Could Further Oil Output Cuts Save the Day?
The Gulf monarchies' initiative has had a positive impact on the oil market and should be an example for other exporting countries, deems Saudi oil expert Muhammad Surur al-Sabban.
"The oil market is still fragile, demand is very weak - therefore, it is necessary to continue stabilising the oil market through joint efforts", he says.
Al-Sabban emphasises the role of Riyadh in spearheading the initiative: "It was the Kingdom of Saudi Arabia (KSA) who started to talk about the additional cuts, while the Emirates and Kuwait supported this initiative".
"The KSA has once again proved its leading position in the market, and this places even more responsibility on [it] for the process of market stabilisation", he notes. "Riyadh is making every effort to cope with this [task]. As soon as demand begins to grow, the crisis will begin to go away".
Al-Sabban's optimistic vision is echoed by Sergey Pikin, the director of the Energy Development Fund, Russia.
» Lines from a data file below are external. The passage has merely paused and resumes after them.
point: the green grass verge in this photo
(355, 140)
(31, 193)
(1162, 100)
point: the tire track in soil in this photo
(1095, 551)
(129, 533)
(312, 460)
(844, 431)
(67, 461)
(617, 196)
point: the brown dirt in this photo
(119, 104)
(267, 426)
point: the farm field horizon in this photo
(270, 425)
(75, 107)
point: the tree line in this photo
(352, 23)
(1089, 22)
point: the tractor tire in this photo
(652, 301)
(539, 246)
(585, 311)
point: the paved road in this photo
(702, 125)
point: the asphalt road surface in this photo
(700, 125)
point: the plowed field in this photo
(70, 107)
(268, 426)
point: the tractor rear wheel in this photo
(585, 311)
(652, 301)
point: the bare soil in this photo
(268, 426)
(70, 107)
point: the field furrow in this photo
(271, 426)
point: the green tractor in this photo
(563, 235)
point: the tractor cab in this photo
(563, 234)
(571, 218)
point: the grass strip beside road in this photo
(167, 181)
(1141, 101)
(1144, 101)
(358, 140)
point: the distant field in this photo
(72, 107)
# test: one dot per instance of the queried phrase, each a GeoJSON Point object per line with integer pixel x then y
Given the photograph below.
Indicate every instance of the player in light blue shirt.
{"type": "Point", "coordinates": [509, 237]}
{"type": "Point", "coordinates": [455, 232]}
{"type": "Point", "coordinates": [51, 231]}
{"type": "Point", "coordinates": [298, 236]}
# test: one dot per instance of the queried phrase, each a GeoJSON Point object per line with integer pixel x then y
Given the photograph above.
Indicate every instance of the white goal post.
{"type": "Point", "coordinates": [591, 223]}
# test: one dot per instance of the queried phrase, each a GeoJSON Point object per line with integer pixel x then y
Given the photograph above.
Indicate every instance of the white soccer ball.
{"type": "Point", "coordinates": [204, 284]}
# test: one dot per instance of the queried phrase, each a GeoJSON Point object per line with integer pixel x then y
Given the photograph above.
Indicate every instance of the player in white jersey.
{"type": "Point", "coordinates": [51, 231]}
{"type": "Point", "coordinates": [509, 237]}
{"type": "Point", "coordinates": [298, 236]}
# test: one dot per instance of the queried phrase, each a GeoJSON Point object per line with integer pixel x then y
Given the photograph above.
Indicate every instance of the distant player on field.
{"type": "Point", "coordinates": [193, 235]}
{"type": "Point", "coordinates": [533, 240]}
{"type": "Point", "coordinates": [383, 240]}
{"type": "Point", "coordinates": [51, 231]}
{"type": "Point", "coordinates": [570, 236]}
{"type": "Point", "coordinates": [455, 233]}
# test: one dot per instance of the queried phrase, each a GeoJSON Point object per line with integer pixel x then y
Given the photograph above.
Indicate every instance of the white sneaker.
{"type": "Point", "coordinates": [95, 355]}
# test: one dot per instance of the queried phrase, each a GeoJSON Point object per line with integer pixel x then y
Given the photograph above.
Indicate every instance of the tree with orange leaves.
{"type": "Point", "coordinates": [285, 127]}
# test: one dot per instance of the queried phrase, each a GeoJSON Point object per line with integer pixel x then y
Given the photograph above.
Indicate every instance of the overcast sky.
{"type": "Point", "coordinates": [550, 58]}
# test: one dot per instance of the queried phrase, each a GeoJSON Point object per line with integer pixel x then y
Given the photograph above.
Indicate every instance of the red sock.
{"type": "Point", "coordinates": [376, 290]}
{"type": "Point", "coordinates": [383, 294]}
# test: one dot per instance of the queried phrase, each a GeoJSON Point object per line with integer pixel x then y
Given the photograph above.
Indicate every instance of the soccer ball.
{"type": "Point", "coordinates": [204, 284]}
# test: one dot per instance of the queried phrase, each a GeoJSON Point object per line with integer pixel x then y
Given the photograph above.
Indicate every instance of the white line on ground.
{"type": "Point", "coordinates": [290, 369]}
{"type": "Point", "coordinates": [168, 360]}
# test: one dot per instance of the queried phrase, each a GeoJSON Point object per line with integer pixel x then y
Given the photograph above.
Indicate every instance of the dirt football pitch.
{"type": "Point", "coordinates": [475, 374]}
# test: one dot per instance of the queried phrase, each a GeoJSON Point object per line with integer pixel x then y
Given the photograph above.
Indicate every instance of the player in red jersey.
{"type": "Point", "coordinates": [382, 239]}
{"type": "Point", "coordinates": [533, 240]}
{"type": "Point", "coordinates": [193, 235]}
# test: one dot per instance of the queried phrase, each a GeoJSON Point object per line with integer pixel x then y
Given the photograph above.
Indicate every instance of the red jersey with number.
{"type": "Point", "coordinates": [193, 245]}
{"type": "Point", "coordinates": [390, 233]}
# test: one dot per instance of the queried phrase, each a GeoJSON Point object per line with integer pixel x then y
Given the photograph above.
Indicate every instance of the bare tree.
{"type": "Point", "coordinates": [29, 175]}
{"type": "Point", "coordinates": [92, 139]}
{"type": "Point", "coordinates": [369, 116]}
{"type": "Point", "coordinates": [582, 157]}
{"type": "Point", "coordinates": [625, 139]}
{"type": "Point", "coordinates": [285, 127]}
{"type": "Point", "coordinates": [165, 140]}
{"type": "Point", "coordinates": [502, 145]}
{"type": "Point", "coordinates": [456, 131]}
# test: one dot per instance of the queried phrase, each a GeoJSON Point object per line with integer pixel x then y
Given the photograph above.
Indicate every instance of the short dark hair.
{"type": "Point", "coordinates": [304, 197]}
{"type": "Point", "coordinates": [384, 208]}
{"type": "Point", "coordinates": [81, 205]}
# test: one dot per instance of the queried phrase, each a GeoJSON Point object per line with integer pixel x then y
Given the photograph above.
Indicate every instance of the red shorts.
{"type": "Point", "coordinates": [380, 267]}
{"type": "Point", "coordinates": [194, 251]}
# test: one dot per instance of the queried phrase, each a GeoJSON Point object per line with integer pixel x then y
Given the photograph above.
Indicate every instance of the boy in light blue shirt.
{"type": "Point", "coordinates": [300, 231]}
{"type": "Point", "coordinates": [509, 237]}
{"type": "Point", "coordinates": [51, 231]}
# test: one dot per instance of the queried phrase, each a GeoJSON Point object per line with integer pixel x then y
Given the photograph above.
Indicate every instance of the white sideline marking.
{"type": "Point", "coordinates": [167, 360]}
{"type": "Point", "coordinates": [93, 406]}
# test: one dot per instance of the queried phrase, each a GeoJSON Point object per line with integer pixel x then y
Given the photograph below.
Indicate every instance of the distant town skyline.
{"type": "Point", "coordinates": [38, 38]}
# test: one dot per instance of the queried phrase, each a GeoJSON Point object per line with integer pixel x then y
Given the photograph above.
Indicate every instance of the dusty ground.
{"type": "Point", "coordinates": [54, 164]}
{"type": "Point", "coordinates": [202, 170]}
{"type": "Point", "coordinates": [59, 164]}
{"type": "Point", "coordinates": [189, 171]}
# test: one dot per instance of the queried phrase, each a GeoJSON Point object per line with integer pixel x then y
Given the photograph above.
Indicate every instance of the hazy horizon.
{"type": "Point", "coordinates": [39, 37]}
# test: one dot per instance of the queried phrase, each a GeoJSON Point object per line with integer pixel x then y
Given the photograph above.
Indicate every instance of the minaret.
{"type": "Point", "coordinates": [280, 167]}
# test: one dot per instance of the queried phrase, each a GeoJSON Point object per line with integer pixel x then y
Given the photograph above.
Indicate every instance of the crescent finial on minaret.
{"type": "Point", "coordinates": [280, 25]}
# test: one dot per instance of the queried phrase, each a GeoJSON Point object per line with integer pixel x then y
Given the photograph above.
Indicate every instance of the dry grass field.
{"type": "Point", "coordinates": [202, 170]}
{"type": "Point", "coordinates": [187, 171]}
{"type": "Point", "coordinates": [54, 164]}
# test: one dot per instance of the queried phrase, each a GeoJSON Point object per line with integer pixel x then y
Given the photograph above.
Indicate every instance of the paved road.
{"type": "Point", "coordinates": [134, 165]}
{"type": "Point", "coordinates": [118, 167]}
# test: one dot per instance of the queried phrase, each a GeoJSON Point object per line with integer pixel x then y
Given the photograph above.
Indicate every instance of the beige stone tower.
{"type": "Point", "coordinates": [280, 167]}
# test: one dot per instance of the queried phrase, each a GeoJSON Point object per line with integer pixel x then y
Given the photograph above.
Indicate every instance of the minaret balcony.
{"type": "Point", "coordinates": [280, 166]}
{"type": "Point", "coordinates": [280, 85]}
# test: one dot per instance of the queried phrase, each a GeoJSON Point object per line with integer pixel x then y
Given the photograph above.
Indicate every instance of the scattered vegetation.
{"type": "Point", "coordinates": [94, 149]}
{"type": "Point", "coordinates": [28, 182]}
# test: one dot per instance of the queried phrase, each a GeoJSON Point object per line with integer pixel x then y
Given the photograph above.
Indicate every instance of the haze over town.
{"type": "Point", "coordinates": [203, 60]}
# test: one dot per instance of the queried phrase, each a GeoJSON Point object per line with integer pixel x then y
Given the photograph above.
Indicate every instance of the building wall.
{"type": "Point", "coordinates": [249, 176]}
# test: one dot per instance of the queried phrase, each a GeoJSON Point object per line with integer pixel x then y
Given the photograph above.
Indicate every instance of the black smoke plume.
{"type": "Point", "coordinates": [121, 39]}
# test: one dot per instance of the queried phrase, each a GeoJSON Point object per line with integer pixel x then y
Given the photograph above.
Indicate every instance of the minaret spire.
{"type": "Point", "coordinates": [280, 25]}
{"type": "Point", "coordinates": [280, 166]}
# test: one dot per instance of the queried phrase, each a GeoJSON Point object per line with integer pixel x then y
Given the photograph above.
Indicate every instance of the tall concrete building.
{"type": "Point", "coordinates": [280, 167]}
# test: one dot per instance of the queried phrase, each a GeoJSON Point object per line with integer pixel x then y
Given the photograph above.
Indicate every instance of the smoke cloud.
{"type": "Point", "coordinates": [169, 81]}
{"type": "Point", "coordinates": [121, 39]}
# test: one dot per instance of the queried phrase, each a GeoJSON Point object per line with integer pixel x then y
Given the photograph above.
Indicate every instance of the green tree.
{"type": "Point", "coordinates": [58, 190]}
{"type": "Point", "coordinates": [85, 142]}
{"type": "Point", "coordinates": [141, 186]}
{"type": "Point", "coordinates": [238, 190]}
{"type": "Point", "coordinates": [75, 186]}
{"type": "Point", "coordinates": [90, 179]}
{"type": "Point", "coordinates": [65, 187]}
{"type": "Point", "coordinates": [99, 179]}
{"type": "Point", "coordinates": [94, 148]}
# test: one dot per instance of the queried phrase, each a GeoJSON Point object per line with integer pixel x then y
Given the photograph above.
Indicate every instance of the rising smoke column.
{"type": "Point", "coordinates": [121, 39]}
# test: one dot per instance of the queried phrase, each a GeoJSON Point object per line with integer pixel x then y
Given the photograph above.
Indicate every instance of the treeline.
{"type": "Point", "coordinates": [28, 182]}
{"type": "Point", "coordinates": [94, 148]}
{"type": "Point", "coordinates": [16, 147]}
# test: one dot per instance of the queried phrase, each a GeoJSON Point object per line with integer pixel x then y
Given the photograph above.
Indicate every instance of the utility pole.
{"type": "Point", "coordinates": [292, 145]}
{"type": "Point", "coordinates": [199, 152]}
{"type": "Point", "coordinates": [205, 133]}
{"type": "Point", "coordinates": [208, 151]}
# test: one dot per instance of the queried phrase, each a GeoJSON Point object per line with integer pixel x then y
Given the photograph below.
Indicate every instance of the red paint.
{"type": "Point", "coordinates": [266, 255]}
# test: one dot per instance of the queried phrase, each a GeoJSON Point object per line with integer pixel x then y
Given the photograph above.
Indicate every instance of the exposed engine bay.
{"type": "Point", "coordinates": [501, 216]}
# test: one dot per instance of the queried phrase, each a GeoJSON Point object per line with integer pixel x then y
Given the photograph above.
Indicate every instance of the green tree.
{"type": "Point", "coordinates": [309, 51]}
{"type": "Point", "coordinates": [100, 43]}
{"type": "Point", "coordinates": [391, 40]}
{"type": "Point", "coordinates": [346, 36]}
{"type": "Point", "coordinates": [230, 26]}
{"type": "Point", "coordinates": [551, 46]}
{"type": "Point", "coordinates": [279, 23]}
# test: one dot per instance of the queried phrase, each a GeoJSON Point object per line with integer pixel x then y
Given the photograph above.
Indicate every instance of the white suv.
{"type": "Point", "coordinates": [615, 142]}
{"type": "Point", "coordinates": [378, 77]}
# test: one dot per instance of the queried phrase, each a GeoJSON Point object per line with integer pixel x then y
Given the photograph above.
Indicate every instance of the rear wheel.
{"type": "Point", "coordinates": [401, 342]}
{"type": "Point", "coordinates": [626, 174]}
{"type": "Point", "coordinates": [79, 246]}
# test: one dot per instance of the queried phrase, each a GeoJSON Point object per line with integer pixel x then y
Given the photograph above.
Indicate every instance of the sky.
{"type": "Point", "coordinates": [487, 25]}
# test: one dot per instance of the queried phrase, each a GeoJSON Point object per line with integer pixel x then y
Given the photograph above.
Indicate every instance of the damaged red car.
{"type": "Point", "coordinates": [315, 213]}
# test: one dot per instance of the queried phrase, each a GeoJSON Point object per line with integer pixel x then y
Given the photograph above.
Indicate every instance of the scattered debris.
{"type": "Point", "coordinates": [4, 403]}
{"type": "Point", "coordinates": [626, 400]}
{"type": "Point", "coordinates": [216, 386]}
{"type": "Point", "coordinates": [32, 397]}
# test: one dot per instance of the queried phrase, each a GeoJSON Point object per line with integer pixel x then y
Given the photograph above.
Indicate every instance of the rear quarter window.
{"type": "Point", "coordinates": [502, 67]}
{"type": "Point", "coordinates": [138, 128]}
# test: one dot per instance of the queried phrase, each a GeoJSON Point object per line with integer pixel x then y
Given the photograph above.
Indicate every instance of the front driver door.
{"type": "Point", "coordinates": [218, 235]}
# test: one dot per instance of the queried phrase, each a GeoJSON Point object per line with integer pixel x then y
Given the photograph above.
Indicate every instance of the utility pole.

"Rising oil prices are a clear market reaction to this [development]", Pikin agrees. "Oil producers have done a lot, almost everything possible, to stabilise prices in the crude market. This is an extremely positive sign for the market. Countries are slowly lifting restriction. Therefore, there is hope that economic activity will gradually recover - and, therefore, oil consumption will increase as well as its prices. The oil market is clearly set to grow in price".
Still, he doesn't expect that all crude producers will follow the Gulf countries' suit: "The countries-signatories to the new OPEC+ agreement are facing an uneasy task to fulfil their quotas".
On the other hand, some countries are forced to reduce crude output regardless of the agreement: "Shale oil production in the United States has fallen more than a million barrels per day due to economic unprofitability", Pikin points out. "Norway has also unexpectedly announced a decline in oil production".
The situation remains controversial and additional cuts are unlikely to significantly influence fluctuating crude prices, argues Yuri Rykov, head of the Energy Department of the Institute for Energy and Finance.
"On the one hand, we are at the peak of a decline in oil demand, which is likely to gradually recover", Rykov observes. "But, on the other hand, further reductions will not be able to dramatically affect the development of the situation. Oil storage facilities are almost full. Most importantly, even refineries have almost filled up their storage facilities, and now the actual demand for oil cannot be quickly restored. Therefore, such a precarious situation will continue for some time".
Additionally, the expert doubts that the Gulf monarchies' decision to lower crude production was caused by an intent to regulate oil prices: "In general, I believe that the Gulf countries have decided to reduce production simply because their oil storage tanks are full and they essentially have nowhere to go. This scenario cannot be ruled out".
Oil prices saw a tremendous slump in early March caused by the coronavirus-related recession and Saudi Arabia's move to dump crude prices and step up production. After the dramatic decline Russia, Saudi Arabia, and the US struck an agreement with the world's crude producers to slash output by 9.7 million bpd, i.e. roughly 10% of global output, in May and June 2020.